# Make your own bevel gears on a mini-lathe.



## SignalFailure (Sep 14, 2008)

Thanks to Tel, circlip and others here's a way of making simple bevel gears on a mini-lathe...

http://miniature-engines.weebly.com/bevel-gears.html


----------



## Twinsquirrel (Sep 14, 2008)

Nice, I will be making one of those indexing attachments.

Great site you have by the way.

David


----------



## carbide_burner (Sep 28, 2008)

Nice! Great idea! Thanks for sharing!
This forum has opened up a world of possibilities to me that can be achieved with minimal equipment. To be able to achieve the results in an unconventional way is much more fun than it would be otherwise. I've already seen some seriously puzzled facial expressions after mentioning that I am going to cut gears on the lathe ;D ;D


----------



## SignalFailure (Sep 28, 2008)

Ordinary gears will be easier still hopefully - a simple disc for the gearwheel, the same tool used parallel to the bed and the simple indexer.


----------



## wareagle (Sep 28, 2008)

That is a slick idea! I am thinking you could do much the same to cut slines on a shaft...


----------



## BrianS (Dec 18, 2008)

Crud! The link appears to be gone. Anyone still have this info? This is something I am very interested in doing.

Thanks in advance
Brian


----------



## tmuir (Dec 18, 2008)

BrianS  said:
			
		

> Crud! The link appears to be gone. Anyone still have this info?

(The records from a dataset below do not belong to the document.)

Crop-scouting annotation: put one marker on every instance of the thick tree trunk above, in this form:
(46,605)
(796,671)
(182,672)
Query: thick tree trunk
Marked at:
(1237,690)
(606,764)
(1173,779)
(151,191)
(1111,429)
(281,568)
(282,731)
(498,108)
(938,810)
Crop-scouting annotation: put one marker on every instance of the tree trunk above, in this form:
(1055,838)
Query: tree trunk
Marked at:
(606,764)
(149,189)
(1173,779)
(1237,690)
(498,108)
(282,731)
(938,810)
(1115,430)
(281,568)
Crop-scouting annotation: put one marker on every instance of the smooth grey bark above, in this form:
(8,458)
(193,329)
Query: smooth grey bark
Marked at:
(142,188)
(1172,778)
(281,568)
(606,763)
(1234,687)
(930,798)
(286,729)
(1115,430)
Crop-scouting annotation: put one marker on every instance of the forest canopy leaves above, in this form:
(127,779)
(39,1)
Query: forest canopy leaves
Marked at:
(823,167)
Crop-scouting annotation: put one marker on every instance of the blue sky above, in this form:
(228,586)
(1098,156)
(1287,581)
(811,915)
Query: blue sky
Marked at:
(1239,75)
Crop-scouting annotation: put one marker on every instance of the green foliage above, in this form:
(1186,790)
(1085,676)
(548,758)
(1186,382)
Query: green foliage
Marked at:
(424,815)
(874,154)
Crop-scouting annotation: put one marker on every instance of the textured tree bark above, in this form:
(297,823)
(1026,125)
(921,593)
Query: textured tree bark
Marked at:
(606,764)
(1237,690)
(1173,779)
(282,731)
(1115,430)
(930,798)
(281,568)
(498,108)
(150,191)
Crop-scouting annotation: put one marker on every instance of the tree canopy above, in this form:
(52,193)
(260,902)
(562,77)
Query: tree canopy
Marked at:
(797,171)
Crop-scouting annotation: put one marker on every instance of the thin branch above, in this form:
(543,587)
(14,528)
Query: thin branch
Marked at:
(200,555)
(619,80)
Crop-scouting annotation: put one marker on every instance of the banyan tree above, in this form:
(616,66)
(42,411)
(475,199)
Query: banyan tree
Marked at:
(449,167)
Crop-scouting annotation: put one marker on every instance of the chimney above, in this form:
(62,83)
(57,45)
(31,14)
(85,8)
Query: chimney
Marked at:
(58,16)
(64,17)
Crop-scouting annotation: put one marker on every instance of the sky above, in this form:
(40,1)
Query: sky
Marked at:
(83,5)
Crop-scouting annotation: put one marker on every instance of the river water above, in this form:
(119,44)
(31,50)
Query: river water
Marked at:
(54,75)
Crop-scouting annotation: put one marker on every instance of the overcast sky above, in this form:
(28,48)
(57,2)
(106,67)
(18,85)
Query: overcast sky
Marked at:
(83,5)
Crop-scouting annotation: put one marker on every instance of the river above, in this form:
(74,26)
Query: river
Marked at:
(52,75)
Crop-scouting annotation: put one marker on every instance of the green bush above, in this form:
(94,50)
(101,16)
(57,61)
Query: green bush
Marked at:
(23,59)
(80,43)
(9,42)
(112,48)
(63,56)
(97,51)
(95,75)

This is something I am very interested in doing.
> 
> Thanks in advance
> Brian



It looks as if his whole site has moved.
Here it is
http://sites.google.com/site/collectedinterests/model-engineering


----------



## BrianS (Dec 18, 2008)

Awesome thanks!


----------



## SignalFailure (Dec 20, 2008)

Sorry 'bout that - there is a link on the front page of the 'weebly' site or in my sig here


----------